Sunday, March 20, 2011

Spring break, with pirates

I spent the week on vacation with my family. We drove to Denver to stay with my wife's sister and enjoy the tourist attractions. Among those was the Denver Museum of Nature and Science, where they had a special touring exhibit, Real Pirates! The exhibit was wonderful, and inspiring for my current writing project.

The exhibit featured artifacts from the Whydah, a slave galley turned pirate ship by "Black Sam" Bellamy in the golden age of piracy. The ship wrecked off the coast of Cape Cod in 1717 during a storm. Barry Clifford located the wreck in the 80s, and it's now touring the nation in various museums. The exhibit displays the usual stuff -- cannonballs, parts of muskets, various tools and utensils, and an impressive display of real pirate treasure in the form of hundreds (thousands?) of silver coins. It also had many interesting insights into the make-up of pirate crews (including many black and Native American sailors, their mentality about going "on the account" (a.k.a. signing on to be a pirate), their almost dandy style, and the cultural mess of the triangular slave trade.

I tried to sketch down some notes about it all, but managed to lose the notes on my smart phone. Still, it was inspiring stuff, and I managed to write down much in my journal later on.
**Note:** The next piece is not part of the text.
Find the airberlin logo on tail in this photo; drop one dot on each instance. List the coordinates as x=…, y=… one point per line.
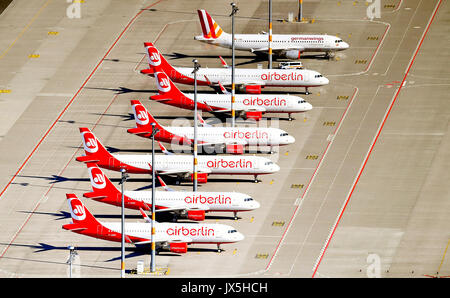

Canada and I decided to cut our trip a bit short and drive back home late Thursday night. She asked about my note taking and what I was up to with this writing thing. I explained it all to her, my idea for a fantastical novel of sky pirates. She knew I had been up to something, and I think is more than a little pleased I'm finally getting around to that writing thing she's always wanted me to do. She has no idea how I needed to get all that out from the echoes of my head.

I spent a lot of time this weekend doing more research and sketching out more ideas, names, second-world geography. Oh, true, it's not the first time I've dived into a creative project like this, and often those ideas sit idle, or used in ways other than fiction writing. But, I have an inkling -- only that so far -- that I'm finally getting myself into a strange routine to see this through.